Il le ramena et nous le présenta, avec une haute éloquence qu’on ne peut avoir oubliée. La flamme des anciens apôtres semblait s’être rallumée en lui. « Il n’y a d’important pour moi, disait-il, que cette lumière qui depuis dix-huit cents ans éclaire les hommes. Mais de savoir quel nom je dois donner à la source de cette lumière, d’où elle a jailli, et dans quelles circonstances, de cela je ne m’occupe en aucune façon. Je cherche une réponse au problème de la vie, et non pas à une question théologique ou historique; et voilà pourquoi il m’est indifférent de discuter si Jésus-Christ était bien tel que nous l’ont montré les évangélistes. Qu’ai-je à faire de la façon dont il est né, dont il a été élevé, dont il a vécu et dont il est mort? N’est-ce pas assez pour moi que sa doctrine soit la seule qui donne un sens à ma vie[2]? »

Aussi, dans cette singulière Traduction des Evangiles qui est en quelque sorte sa Vie de Jésus, nous prévient-il dès le début qu’il a omis à dessein « tous les passages ayant trait aux points que voici : la conception du Christ, sa naissance, sa généalogie, la fuite en Égypte, les miracles de Cana et de Capharnaüm, les exorcismes, la marche sur la mer, la malédiction du figuier, la résurrection, et toutes les allusions aux prophéties que la vie du Christ a réalisées. » C’était dire expressément qu’il n’y avait plus rien à faire pour nous, désormais, de la personne de Jésus. Le comte Tolstoï la laissait aux bords du lac désert où on l’avait reconduite.

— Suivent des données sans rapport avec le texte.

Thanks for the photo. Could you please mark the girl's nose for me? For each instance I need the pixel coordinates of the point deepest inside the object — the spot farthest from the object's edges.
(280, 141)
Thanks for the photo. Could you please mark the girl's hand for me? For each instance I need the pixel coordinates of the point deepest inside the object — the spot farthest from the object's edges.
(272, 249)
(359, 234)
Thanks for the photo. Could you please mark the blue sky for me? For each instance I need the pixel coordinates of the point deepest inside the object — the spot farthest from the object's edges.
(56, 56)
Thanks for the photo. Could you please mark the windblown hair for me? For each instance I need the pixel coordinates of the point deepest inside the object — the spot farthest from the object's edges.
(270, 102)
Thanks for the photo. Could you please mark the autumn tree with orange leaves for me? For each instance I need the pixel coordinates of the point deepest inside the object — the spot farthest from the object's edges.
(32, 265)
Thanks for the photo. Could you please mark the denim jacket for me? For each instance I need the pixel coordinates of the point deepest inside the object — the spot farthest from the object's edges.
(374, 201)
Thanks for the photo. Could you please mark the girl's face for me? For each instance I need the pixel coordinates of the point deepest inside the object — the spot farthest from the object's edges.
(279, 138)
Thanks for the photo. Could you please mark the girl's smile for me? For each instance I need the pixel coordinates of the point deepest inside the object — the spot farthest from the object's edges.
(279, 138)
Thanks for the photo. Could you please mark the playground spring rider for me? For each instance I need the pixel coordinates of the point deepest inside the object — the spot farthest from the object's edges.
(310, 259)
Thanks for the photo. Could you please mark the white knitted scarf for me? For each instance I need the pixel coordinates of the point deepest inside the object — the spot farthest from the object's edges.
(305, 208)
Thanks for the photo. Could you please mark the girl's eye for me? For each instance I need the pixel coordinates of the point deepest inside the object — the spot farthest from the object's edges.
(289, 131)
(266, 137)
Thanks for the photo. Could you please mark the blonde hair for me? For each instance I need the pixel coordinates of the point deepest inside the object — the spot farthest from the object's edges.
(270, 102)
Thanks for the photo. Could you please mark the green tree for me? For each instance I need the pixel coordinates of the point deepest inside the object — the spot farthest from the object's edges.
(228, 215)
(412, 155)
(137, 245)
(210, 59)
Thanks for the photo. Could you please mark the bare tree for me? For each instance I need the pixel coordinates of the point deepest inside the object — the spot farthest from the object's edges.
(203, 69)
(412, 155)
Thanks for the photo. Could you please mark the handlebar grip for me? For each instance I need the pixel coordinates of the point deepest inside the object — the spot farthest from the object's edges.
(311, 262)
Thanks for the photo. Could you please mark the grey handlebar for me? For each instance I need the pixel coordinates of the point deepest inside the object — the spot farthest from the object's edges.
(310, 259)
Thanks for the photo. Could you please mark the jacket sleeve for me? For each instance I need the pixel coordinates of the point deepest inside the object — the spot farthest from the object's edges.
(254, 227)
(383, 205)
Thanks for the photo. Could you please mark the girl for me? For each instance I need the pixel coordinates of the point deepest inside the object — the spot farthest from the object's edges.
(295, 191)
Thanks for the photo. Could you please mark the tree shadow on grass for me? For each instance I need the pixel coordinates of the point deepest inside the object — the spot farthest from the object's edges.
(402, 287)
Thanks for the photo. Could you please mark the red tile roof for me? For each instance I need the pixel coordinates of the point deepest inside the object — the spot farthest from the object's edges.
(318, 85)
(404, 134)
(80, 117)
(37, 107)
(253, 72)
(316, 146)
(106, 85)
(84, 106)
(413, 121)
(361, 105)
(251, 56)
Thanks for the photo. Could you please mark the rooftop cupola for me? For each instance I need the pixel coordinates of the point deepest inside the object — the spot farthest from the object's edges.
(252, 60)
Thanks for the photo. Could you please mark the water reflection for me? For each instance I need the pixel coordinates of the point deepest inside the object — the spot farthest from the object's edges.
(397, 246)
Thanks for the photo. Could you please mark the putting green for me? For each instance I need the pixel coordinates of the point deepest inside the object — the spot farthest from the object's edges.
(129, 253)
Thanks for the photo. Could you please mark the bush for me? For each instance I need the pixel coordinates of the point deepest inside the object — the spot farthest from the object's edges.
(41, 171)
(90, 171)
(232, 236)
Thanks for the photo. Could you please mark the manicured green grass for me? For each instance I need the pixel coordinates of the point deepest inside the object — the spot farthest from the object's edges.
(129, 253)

Mais il ajoutait après cela que la doctrine de Jésus ne pouvait être d’un homme ; et il ne nous en fallut point davantage pour éprouver, en l’entendant, une impression pareille à celle que durent ressentir les disciples du Christ, lorsqu’une voix leur cria dans la nuit : « Il est ressuscité ! » Et de fait, à la voix de l’apôtre russe, la confiance et l’espoir se ranimèrent en nous. Consciemment ou non, en vertu d’un de ces miraculeux « synchronismes » dont parlait Renan, le monde se reprit à rêver de Jésus. Ce fut le temps où les poètes le représentèrent comme un poète harmonieux et doux, les philosophes comme un penseur aux vues magnifiques, les utopistes comme un révolté prêchant la vie libre et le mépris des lois. Mais les peintres surtout, on s’en souvient, s’ingénièrent à glorifier ce Christ néo-chrétien. Ils nous le firent voir s’asseyant à table avec des paysans bavarois, ou interrogeant les petits élèves d’une école primaire scandinave. Du « bon pasteur » galiléen ils firent une espèce de bon « pasteur » protestant, promenant à travers notre monde sa mine pensive et ses grands yeux inspirés. N’est-ce pas M. Béraud qui l’introduisit un jour dans un de nos restaurans à la mode, où il nous le montra enseignant la bonne nouvelle à quelques sportsmen, avec Mme Sarah Bernhardt assise à ses pieds? Tous suivaient, à leur insu peut-être, l’exemple vénérable du comte Tolstoï. Mais aucun ne l’a aussi fidèlement suivi qu’un peintre russe, Nicolas Gay, qui a exposé à Moscou, il y a trois ou quatre ans, une image du Christ mourant sur la croix. Celui-là avait fait de son Christ un moujik des environs de Moscou ; mais il lui avait donné en outre un visage si laid et des manières si communes, que son œuvre fit scandale : on dut la retirer de l’exposition. Seul le comte Tolstoï la trouva sublime : et l’on raconte qu’après l’avoir pieusement contemplée il se jeta dans les bras du peintre, avec des larmes de joie. « Ah ! lui dit-il, vous avez peint le Christ tel que je le vois dans mon cœur ! »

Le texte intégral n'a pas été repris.